######################
Continuous Integration
######################

.. epigraph::

    Fragalysis Stack development procedures for Kubernetes deployment
    and the role of GitHub `Actions`_ in the Fragalysis Stack *CI* process.

We rely on an external build process (**GitHub Actions**) to
build, test and deploy the Fragalysis Stack container images.

**GitHub Actions** are a built-in feature of GitHub repositories.

We have added facilities to *chain* builds (for one GitHub repository
to trigger another) using our custom `trigger-ci-action`_
GitHub Action. We deploy container images to the cluster using
pre-configured AWX **Job Templates** using our custom `trigger-awx-action`_
GitHub Action.

*****************************
Fragalysis Stack Repositories
*****************************

There are four GitHub repositories involved in the build of the stack image::

    fragalysis
    fragalysis-backend
    fragalysis-frontend
    fragalysis-stack

The by-product of each repository is: -

fragalysis
    The output of the ``fragalysis`` repository is a small package of
    Python code, written to `PyPI`_ when the repository is tagged. The package
    is part of the ``fragalysis-backend`` image's Python *requirements* [#f1]_.

fragalysis-backend
    The output of the ``fragalysis-backend`` is a container image, written to
    `Docker Hub`_. This image is used as a ``FROM`` image in the
    *Stack* `multi-stage build`_. The backend is based on a **Python**
    "slim-bullseye" image.

fragalysis-frontend
    The output of the ``fragalysis-frontend`` is a container image, written to
    `Docker Hub`_. This image is used as a ``FROM`` image in the
    *Stack* `multi-stage build`_. The frontend is based on a **Node**
    "bullseye" image.

fragalysis-stack
    The output of the ``fragalysis-stack`` is a container image, written to
    `Docker Hub`_, and is based on the content of both the
    frontend and backend images.

When deployed into a Kubernetes **Namespace** the the Fragalysis Stack manifests
itself as a stack **Pod** (running the Django application) along with a database and a
number of other objects, summarised in the following diagram: -

..  image:: ../images/frag-actions/frag-actions.020.png

****************************
Build example (stack master)
****************************

Let's see how **GitHub Actions** work for the Fragalysis Stack by exploring
a simple example, where a user-change to a repository's *staging* branch
results in the stack being re-built, illustrated by the following diagram.

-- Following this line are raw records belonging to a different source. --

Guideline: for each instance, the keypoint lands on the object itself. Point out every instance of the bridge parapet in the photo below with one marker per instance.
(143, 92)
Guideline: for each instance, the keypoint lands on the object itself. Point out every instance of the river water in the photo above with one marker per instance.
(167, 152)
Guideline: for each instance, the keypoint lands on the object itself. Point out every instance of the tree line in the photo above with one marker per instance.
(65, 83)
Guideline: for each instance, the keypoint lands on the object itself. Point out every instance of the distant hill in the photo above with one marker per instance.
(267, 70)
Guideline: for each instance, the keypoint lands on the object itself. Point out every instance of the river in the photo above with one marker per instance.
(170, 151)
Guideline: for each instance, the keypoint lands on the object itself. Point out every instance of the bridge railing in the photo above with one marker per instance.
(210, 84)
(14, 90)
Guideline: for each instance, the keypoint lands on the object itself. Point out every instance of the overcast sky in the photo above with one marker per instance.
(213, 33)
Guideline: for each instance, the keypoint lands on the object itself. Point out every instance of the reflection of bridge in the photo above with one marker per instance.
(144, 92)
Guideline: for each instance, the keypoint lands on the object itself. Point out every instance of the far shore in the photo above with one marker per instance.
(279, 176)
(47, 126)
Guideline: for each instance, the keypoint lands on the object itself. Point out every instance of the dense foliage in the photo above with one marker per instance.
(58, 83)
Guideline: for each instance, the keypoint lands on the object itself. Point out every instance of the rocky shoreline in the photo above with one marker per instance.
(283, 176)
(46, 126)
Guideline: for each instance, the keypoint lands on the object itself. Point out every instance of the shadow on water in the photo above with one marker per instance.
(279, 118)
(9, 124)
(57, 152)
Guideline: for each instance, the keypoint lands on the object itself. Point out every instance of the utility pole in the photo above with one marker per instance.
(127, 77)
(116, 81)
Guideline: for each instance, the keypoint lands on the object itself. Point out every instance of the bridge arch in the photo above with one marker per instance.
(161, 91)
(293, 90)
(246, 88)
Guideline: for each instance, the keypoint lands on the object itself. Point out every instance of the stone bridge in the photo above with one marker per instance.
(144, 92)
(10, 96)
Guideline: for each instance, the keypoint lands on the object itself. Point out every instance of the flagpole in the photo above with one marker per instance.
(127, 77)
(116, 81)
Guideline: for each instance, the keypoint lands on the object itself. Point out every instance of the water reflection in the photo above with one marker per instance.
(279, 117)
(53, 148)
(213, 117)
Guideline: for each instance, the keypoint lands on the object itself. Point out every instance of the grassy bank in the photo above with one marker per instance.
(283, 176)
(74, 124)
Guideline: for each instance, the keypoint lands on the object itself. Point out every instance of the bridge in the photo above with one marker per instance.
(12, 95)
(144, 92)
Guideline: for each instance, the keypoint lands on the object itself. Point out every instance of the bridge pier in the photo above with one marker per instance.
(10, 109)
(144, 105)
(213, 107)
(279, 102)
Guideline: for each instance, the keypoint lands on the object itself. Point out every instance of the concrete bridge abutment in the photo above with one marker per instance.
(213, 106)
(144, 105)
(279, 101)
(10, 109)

..  image:: ../images/frag-actions/frag-actions.001.png

The diagram illustrates a *user* making a change (**A**) to the
``staging`` branch of ``fragalysis-backend`` repository. The following steps
occur, in approximate order: -

1.  **GitHub Actions** detect the change and a build takes place
    that results in a backend image build pushed to `Docker Hub`_.
    The image pushed is ``xchem/fragalysis-backend:latest``.

2.  At the end of the backend build the **Action** *triggers* a build in the remote
    repository ``fragalysis-stack``. It uses our `trigger-ci-action`_ Action to do this.

3.  The ``fragalysis-stack`` **Actions** (triggered by the
    *backend* changes above) runs a build and its image is pushed to Docker Hub.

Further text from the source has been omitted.